Without a multi-CTA parent the DSMEM operations are skipped and the lowering emits only the arrive/wait tail. The release mode controls the arrive opcode: when an upstream fence.release.cluster; is already in place the lowering uses nvvm.cluster.arrive.relaxed; otherwise it can use the aligned arrive form directly.
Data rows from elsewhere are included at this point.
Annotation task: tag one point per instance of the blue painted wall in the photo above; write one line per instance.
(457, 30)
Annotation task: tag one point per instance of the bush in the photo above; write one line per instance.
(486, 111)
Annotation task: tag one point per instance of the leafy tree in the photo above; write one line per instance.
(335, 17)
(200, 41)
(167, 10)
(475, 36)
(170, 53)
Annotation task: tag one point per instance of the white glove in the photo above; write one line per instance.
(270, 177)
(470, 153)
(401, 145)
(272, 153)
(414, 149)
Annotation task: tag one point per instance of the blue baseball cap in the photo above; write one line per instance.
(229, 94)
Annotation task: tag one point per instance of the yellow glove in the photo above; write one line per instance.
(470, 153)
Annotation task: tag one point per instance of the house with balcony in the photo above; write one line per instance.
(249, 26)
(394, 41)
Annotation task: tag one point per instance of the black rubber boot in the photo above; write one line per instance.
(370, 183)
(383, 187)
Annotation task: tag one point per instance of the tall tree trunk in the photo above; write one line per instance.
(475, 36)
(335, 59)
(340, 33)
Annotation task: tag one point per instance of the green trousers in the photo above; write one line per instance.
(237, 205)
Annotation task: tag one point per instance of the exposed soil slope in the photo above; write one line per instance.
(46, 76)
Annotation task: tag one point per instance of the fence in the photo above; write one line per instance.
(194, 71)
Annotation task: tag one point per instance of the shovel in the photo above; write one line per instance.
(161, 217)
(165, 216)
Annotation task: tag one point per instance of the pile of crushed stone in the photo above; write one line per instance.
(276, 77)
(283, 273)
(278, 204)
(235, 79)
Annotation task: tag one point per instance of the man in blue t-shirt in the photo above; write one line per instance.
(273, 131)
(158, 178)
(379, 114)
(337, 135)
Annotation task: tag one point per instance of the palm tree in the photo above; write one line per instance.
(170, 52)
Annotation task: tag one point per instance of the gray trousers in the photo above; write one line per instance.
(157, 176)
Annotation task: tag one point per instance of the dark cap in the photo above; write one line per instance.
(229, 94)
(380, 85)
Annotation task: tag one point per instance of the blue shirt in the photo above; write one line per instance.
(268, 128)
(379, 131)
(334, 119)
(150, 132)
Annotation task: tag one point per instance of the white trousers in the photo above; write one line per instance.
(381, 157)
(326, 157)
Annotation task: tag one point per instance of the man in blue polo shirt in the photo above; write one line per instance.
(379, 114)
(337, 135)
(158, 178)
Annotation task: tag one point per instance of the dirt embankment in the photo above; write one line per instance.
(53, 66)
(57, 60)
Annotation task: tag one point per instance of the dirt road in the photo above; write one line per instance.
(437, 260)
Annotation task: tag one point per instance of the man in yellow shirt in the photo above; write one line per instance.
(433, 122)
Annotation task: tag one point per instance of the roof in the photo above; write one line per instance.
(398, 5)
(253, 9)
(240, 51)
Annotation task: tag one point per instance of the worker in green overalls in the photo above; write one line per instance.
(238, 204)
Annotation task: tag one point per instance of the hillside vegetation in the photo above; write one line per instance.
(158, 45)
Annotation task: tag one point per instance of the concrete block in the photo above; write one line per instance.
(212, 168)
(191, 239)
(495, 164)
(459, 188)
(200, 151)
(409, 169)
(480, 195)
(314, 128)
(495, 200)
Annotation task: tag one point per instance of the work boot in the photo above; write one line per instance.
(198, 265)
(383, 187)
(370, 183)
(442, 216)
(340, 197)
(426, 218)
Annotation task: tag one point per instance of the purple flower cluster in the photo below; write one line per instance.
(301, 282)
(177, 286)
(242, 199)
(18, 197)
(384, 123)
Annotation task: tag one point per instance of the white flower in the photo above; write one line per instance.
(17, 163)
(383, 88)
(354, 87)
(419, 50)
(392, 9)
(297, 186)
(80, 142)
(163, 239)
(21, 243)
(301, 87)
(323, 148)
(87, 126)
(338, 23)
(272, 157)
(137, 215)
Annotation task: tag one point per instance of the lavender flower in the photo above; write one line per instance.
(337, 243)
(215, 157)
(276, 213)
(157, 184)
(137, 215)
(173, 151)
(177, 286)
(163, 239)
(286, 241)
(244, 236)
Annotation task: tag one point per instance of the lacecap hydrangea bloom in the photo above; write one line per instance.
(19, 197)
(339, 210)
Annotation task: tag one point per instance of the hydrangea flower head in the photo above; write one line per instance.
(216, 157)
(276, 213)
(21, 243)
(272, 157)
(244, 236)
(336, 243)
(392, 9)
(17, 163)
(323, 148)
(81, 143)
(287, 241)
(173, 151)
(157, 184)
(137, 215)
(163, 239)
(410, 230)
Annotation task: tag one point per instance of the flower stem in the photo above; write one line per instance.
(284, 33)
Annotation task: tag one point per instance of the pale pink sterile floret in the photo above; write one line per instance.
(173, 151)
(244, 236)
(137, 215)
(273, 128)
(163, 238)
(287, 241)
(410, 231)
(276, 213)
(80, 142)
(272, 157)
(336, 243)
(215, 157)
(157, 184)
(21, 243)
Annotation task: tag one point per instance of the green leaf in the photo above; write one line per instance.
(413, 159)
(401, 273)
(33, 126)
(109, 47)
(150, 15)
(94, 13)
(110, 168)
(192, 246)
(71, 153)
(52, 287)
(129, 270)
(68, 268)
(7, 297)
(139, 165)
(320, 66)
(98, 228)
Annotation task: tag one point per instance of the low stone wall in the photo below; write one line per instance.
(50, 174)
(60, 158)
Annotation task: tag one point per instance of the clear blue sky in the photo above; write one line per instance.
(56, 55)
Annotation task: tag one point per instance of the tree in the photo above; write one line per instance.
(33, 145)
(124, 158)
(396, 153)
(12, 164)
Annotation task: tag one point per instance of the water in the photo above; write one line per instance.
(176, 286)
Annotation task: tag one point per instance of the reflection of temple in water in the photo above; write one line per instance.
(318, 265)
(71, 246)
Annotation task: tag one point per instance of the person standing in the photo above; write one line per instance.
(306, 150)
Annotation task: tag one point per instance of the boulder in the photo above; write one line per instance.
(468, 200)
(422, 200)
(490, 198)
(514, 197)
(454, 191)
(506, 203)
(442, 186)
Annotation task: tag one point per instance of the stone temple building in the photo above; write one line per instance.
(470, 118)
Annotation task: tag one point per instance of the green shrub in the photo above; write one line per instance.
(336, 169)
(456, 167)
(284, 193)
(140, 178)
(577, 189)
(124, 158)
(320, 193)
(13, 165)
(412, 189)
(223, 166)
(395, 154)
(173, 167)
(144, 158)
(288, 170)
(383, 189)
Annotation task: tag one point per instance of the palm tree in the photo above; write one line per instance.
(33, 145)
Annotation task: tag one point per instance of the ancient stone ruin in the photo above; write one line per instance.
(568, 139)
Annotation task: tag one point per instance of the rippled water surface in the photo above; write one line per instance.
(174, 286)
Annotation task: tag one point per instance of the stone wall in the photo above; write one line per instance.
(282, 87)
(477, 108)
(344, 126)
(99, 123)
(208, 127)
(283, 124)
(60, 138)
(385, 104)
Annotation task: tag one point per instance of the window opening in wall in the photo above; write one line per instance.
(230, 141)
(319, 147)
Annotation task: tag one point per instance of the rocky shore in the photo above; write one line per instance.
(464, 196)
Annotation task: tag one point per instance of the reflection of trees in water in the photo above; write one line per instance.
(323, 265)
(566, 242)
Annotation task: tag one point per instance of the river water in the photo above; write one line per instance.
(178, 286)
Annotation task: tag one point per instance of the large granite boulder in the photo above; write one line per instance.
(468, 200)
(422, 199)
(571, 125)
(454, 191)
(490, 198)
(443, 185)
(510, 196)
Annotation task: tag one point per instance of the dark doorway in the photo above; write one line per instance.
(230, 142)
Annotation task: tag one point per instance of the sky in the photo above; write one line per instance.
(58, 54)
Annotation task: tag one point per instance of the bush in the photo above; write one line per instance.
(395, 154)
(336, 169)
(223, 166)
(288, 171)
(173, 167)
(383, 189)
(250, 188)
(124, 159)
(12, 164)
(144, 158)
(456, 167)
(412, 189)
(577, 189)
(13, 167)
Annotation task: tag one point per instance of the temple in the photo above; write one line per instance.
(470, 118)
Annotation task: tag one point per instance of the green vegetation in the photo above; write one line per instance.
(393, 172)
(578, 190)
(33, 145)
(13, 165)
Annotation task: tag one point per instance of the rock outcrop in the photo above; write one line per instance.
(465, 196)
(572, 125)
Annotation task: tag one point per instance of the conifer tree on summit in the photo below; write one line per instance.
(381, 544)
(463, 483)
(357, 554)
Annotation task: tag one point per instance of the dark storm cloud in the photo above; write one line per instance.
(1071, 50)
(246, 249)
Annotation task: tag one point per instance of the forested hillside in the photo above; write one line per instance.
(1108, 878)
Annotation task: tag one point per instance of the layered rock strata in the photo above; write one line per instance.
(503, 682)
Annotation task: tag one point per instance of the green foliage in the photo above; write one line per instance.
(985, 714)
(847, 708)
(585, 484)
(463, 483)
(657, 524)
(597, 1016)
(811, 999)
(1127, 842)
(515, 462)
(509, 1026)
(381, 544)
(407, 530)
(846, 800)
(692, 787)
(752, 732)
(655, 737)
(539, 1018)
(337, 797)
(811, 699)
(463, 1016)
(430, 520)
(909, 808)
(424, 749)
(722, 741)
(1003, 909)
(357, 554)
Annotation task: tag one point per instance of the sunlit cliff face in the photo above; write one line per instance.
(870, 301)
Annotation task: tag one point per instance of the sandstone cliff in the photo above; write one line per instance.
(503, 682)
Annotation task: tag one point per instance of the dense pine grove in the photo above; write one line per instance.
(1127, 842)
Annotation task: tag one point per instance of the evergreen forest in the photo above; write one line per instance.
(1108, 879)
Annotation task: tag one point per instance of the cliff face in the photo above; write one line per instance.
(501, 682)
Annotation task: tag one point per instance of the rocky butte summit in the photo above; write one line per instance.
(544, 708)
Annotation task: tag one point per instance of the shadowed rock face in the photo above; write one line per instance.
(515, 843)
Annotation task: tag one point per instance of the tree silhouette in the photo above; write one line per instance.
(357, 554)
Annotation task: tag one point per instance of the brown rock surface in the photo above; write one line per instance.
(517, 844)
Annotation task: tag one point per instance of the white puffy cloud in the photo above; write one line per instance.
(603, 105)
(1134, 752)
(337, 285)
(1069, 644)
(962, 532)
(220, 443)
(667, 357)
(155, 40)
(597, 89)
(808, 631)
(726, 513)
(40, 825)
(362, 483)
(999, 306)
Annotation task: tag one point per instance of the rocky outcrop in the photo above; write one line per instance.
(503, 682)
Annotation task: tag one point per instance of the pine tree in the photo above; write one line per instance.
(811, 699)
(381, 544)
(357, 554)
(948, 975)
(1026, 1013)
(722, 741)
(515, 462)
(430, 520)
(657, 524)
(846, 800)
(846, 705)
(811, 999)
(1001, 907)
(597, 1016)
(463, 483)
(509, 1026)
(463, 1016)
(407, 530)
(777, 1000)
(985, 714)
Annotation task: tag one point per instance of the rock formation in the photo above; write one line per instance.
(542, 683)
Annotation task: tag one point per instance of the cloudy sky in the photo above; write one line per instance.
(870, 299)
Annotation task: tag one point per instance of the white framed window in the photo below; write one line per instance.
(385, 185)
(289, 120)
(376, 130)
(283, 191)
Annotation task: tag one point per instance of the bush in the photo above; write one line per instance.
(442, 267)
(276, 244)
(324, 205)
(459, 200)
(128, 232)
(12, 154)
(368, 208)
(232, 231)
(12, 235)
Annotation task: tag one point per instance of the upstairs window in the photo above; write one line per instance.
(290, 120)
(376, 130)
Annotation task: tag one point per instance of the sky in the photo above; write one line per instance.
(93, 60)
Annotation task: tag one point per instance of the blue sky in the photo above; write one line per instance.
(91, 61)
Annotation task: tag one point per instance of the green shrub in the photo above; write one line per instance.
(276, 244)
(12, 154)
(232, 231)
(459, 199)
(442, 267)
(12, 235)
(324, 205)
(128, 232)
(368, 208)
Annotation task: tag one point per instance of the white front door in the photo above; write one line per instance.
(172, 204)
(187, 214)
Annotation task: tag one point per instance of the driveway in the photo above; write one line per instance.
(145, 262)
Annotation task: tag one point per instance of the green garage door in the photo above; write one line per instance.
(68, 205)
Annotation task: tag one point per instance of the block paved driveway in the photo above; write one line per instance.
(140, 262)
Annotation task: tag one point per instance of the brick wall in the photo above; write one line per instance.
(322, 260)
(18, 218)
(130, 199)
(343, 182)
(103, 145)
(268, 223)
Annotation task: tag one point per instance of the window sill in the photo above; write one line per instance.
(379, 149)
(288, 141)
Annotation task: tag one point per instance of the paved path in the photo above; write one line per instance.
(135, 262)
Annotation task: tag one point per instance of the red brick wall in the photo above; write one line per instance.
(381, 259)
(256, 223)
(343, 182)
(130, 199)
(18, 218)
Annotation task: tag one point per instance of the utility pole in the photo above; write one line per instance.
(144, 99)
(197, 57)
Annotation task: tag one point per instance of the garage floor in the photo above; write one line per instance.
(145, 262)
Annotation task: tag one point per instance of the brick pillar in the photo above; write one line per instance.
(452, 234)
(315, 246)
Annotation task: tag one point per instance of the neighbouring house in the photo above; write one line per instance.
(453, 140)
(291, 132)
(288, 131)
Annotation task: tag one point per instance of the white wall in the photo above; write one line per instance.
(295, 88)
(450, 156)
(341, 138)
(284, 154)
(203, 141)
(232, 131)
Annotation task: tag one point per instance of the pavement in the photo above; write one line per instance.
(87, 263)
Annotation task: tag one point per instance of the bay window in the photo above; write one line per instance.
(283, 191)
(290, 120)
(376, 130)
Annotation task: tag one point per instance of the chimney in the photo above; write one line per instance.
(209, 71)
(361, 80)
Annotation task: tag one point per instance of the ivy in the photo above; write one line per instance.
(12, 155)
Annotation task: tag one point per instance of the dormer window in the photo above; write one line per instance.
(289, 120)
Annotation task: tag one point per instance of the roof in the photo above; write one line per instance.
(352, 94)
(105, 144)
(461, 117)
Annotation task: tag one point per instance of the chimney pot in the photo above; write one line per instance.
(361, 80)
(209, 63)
void lower_dsmem_transaction_barrier(Rewriter *rewriter, TransactionBarrierOp op) {
    if (op.cluster_size == 1) {
        emit_phase_flip(rewriter, op.phase_ptr);
        return;
    }

    for (PeerCta peer : op.peers) {
        Value *dsmem = emit_nvvm_mapa(rewriter, op.smem_ptr, peer.rank);
        Value *generic = emit_addrspacecast_to_generic(rewriter, dsmem);

        if (op.requires_explicit_release) {
            emit_side_effect_inline_asm(rewriter, "fence.release.cluster;");
        }

        emit_nvvm_mbarrier_txn(rewriter, generic, op.transaction_bytes);
        emit_master_lane_phase_flip(rewriter, op.phase_ptr);
    }

    emit_cluster_arrive_for_release_mode(rewriter, op.requires_explicit_release);
    emit_cluster_wait(rewriter);
}

The ordering invariant is: publish the DSMEM transaction expectation before cluster arrive, toggle the phase only on the master lane, and pair every cluster arrive with a cluster wait for multi-CTA rendezvous. Reversing the order — arriving before publishing the transaction count — races peer CTAs that read the mbarrier as part of the arrive completion.

Cross-References

GPU Execution Model places the cluster tier in the five-tier hierarchy (thread / warp / CTA / cluster / grid) and documents the .cluster_dim / .explicitcluster / .maxclusterrank directives that establish the cluster shape this page's rendezvous operates over. mbarrier State Machine covers the barrier object itself: arrival semantics, phase parity, and the transaction-byte field this page consumes. Blackwell 2-CTA and 4-CTA MMA is the producer of the multicast S2T copy whose transaction-byte count drives the consumer-side handshake here. tcgen05 Tensor Memory Model describes the TMEM allocator and instructions whose 2-CTA cooperative MMA variant rides on top of this rendezvous. Concurrency and Sync Semantics places the cluster-scope release/acquire pair carried by mbarrier.expect_tx.cluster and mbarrier.try_wait.parity inside the four-scope, five-semantic matrix that every tileiras memory op participates in. Atomic, Warp, Sreg, Fence Emission documents the PTX printer for cluster.arrive, cluster.wait, and fence.mbarrier_init.release.cluster.